# 4.50 Rating - New Driver



## R_Male3105 (Sep 1, 2015)

Hello everyone,

I am a new driver - Just started 2 days ago and have 15 trips under my belt. However my rating is at 4.50 - what is the best way to improve ratings and any tips would be appreciated. 

Also is there another way to check ratings besides logging into the Uber app? I have heard there are multiple ways to check ratings.

Im based in Bay Area, Cali - Drive a BMW 3 series.


----------



## RainbowPlate (Jul 12, 2015)

The arithmetic suggests you got two 1* out of `15 trips. That could just be the luck of the draw, driving weekends, driving college students, driving trailer trash, etc.

You can't concern yourself with it unless and until you have more data.


----------



## R_Male3105 (Sep 1, 2015)

Yeah makes sense: I heard you can get your account deactivated for a low rating?
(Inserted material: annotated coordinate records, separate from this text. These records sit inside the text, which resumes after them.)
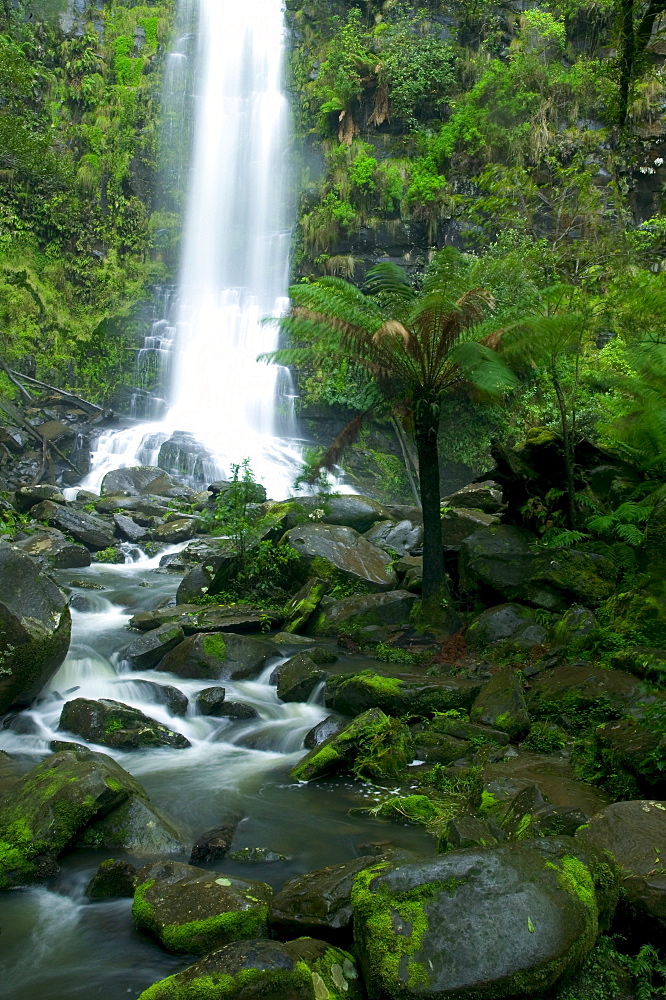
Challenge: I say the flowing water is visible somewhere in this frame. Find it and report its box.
[84,0,300,498]
[0,546,429,1000]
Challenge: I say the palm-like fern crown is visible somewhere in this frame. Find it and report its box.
[264,248,513,404]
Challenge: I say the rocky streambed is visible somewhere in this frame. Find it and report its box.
[0,469,666,1000]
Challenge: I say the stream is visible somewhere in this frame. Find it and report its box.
[0,546,432,1000]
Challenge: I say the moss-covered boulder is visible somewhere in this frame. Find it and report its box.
[0,750,147,889]
[156,632,280,681]
[283,576,328,632]
[307,590,416,635]
[122,622,185,670]
[576,799,666,926]
[268,856,377,943]
[271,653,328,701]
[139,938,362,1000]
[283,524,398,591]
[527,663,645,716]
[78,795,187,855]
[59,698,190,750]
[132,861,273,955]
[13,528,91,570]
[469,667,530,739]
[352,837,618,1000]
[290,708,413,781]
[0,541,72,714]
[465,604,548,650]
[324,670,482,715]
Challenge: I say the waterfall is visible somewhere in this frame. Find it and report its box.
[84,0,300,498]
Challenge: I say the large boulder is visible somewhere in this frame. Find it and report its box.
[139,938,362,1000]
[469,667,530,739]
[123,622,185,670]
[59,698,190,750]
[290,708,414,781]
[13,528,91,569]
[324,670,482,715]
[156,632,280,681]
[352,837,618,1000]
[268,856,377,941]
[576,799,666,925]
[100,465,189,497]
[0,541,71,713]
[30,500,116,552]
[0,750,146,889]
[132,861,273,955]
[460,524,617,611]
[307,590,416,635]
[284,524,398,591]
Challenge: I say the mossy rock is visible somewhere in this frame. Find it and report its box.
[290,708,414,781]
[0,750,147,889]
[470,667,530,739]
[352,837,618,1000]
[139,938,362,1000]
[132,861,273,955]
[0,541,72,714]
[324,670,481,716]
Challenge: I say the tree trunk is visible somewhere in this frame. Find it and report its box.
[414,404,459,632]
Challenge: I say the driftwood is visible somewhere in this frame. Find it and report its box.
[5,361,106,416]
[0,398,83,482]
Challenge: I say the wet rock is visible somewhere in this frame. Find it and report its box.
[465,604,548,650]
[85,858,136,903]
[527,663,645,717]
[156,632,280,680]
[79,795,185,855]
[469,667,530,739]
[227,847,289,865]
[324,670,482,715]
[113,514,148,542]
[442,507,499,552]
[100,465,189,497]
[0,750,146,889]
[129,604,278,635]
[576,799,666,923]
[284,524,397,591]
[442,479,505,514]
[271,653,328,701]
[352,837,618,1000]
[59,698,190,750]
[364,520,423,556]
[268,855,377,942]
[152,517,199,545]
[197,687,226,715]
[190,816,241,865]
[0,541,71,713]
[14,483,66,514]
[303,715,345,750]
[284,576,328,632]
[215,701,259,719]
[289,708,413,781]
[139,938,362,1000]
[308,590,416,635]
[31,500,116,552]
[13,528,91,569]
[123,624,185,670]
[132,861,273,955]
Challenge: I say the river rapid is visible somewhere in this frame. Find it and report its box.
[0,546,431,1000]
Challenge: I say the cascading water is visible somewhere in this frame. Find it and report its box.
[84,0,300,498]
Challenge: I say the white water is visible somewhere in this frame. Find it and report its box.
[84,0,300,498]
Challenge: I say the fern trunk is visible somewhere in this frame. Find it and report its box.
[414,404,458,632]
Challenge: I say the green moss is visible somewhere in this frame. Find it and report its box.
[201,634,227,660]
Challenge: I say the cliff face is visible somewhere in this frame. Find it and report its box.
[0,0,180,398]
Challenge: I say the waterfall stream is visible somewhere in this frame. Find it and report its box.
[83,0,300,498]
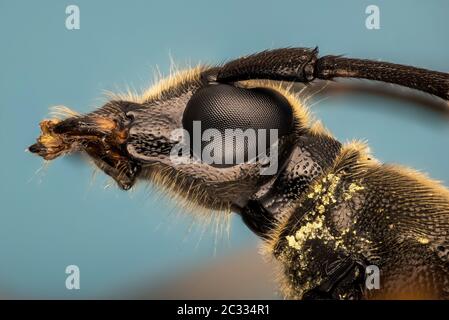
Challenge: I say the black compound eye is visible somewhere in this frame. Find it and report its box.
[182,84,293,167]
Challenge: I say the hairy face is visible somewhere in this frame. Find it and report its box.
[29,69,300,210]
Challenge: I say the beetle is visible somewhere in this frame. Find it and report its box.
[29,48,449,299]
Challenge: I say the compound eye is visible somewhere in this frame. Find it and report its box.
[182,84,293,167]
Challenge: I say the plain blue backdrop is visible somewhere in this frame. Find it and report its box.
[0,0,449,298]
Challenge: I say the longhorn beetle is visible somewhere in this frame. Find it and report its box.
[29,48,449,299]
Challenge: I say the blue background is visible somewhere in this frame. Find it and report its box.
[0,0,449,298]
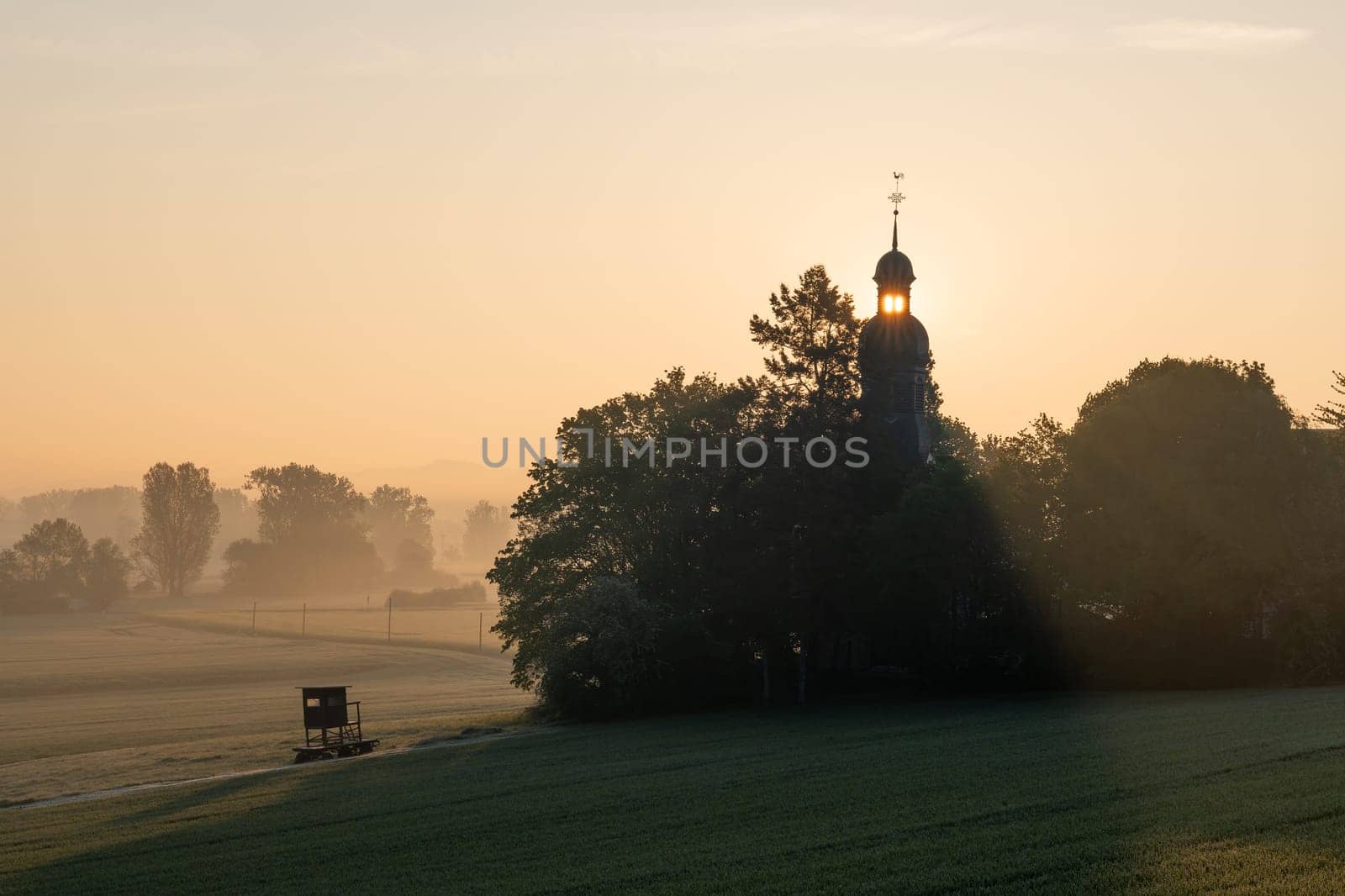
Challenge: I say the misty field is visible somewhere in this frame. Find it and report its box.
[0,605,531,806]
[8,688,1345,893]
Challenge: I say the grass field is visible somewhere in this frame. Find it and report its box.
[0,605,531,801]
[0,688,1345,893]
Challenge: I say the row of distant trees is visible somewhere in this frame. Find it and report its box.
[489,268,1345,714]
[0,463,509,609]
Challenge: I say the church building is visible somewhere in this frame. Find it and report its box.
[859,175,930,466]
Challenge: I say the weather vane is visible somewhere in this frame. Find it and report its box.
[888,171,906,211]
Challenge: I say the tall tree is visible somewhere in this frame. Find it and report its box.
[1063,358,1300,683]
[244,464,368,544]
[224,464,382,593]
[83,538,132,609]
[462,499,509,560]
[0,518,89,598]
[130,461,219,598]
[748,265,861,435]
[1316,372,1345,430]
[366,486,435,567]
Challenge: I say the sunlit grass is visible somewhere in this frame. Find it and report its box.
[0,689,1345,893]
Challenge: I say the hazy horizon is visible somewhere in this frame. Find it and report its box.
[0,3,1345,498]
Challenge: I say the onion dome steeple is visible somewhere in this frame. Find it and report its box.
[859,173,930,464]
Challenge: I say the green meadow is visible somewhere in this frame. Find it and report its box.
[0,688,1345,893]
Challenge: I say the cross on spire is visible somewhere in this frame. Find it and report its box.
[888,171,906,213]
[888,171,906,249]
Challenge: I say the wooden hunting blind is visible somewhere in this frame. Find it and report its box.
[294,685,378,763]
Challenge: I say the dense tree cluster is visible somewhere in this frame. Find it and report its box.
[0,518,130,612]
[489,268,1345,714]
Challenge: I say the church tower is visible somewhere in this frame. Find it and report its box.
[859,175,930,466]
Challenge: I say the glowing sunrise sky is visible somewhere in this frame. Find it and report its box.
[0,0,1345,498]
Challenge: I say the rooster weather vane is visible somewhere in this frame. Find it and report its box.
[888,171,906,207]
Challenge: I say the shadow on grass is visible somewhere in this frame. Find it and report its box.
[8,689,1345,893]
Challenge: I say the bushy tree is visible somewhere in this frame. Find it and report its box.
[1316,372,1345,430]
[488,370,756,701]
[1063,358,1298,683]
[520,577,668,717]
[130,461,219,598]
[224,464,382,593]
[0,518,89,600]
[748,265,862,436]
[462,499,509,560]
[83,538,132,609]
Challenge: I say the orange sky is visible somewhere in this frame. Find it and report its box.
[0,2,1345,497]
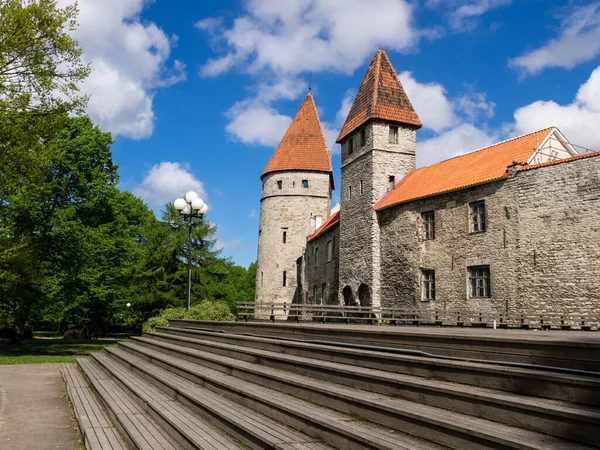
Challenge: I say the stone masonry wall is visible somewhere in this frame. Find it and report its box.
[304,225,340,305]
[255,171,331,318]
[339,122,416,306]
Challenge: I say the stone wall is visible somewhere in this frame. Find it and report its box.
[255,171,331,318]
[339,122,416,306]
[379,157,600,312]
[304,225,340,305]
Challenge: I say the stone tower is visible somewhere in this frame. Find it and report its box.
[337,49,421,306]
[255,93,333,318]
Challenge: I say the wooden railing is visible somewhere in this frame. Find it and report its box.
[238,302,600,331]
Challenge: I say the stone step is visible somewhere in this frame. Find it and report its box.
[115,343,589,450]
[61,363,128,450]
[92,349,340,450]
[77,358,183,450]
[155,327,600,406]
[169,320,600,372]
[135,333,600,445]
[106,345,442,450]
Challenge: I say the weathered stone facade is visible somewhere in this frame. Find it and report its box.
[256,171,331,315]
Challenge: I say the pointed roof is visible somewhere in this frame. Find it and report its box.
[261,93,333,180]
[374,127,556,210]
[337,48,422,143]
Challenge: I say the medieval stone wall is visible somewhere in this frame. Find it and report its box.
[255,171,331,318]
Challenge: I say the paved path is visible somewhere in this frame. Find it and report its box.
[0,364,82,450]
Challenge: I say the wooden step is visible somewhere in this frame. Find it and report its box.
[131,334,600,445]
[156,327,600,406]
[101,348,440,450]
[113,343,589,450]
[92,349,340,450]
[61,363,128,450]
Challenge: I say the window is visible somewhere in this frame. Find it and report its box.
[468,266,491,298]
[421,211,435,241]
[389,126,398,144]
[421,269,435,300]
[388,175,396,191]
[469,201,485,233]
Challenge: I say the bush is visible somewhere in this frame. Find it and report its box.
[143,300,235,331]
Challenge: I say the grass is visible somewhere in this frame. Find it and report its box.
[0,333,129,364]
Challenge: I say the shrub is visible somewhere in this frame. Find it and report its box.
[143,300,235,331]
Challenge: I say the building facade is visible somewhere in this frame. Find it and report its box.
[256,49,600,314]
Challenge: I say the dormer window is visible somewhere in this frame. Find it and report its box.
[389,126,398,144]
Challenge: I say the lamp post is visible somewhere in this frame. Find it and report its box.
[173,191,208,311]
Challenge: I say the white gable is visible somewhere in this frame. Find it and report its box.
[527,128,578,165]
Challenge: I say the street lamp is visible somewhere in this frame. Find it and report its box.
[173,191,208,311]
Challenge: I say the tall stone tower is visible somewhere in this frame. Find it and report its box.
[255,93,333,318]
[337,49,421,306]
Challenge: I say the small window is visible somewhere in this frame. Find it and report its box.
[421,211,435,241]
[468,266,491,298]
[469,201,485,233]
[389,126,398,144]
[421,269,435,300]
[388,175,396,191]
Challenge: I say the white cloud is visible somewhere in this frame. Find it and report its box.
[197,0,418,76]
[425,0,512,31]
[58,0,185,139]
[225,100,292,147]
[510,3,600,74]
[132,161,207,207]
[514,67,600,150]
[398,72,458,132]
[417,123,500,167]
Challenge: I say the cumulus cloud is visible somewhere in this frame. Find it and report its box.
[514,67,600,150]
[510,3,600,74]
[58,0,185,139]
[425,0,512,31]
[196,0,418,76]
[133,161,207,207]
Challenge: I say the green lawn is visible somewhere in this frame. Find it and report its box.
[0,333,128,364]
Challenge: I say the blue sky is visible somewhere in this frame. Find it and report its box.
[59,0,600,266]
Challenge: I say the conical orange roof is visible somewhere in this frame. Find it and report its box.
[337,48,422,143]
[261,93,333,178]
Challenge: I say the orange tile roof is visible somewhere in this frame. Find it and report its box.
[375,127,554,210]
[337,49,422,143]
[261,93,333,178]
[306,209,340,242]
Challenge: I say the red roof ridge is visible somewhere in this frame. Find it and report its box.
[261,92,333,183]
[306,209,340,242]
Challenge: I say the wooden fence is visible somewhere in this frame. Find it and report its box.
[238,302,600,331]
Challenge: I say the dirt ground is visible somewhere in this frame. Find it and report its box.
[0,363,83,450]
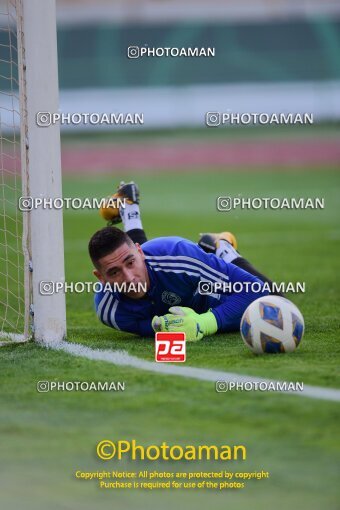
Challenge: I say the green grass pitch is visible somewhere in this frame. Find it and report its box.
[0,157,340,510]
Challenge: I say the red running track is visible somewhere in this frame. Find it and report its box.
[62,139,340,173]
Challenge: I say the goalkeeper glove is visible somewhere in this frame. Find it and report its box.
[151,306,218,342]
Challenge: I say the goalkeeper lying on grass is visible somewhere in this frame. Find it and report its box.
[89,183,282,341]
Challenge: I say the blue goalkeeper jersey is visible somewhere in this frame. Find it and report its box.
[95,237,268,337]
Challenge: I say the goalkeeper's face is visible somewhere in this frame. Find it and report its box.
[93,243,150,299]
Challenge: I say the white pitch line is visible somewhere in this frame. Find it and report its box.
[43,342,340,402]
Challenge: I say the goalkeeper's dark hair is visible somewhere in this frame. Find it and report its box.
[89,227,134,268]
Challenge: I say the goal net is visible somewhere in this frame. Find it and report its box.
[0,0,66,345]
[0,0,29,341]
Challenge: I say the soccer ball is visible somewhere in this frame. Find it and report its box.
[240,296,305,354]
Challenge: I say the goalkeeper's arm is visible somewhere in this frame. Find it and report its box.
[152,306,218,342]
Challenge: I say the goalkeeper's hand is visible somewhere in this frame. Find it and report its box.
[151,306,218,342]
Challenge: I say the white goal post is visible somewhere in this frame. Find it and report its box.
[0,0,66,344]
Also what are the multiple ways to check ratings.

Thanks


----------



## William1964 (Jul 28, 2015)

You can log into the upper website not the app the website. You can check your 1 day average 7 day average 30 day average 365 day average.

Hope this helps.


----------



## Bart McCoy (Nov 4, 2014)

R_Male3105 said:


> Also is there another way to check ratings besides logging into the Uber app? I have heard there are multiple ways to check ratings.


how much per mile are you driving your Beamer for?

also, to check your rating, all you have to do is open the uber driver app. you dont have to go online or log into anything (you should already be logged in). just open the app hit menu button and your rating is right there

go to uber.com to find the single day, week, and month ratings


----------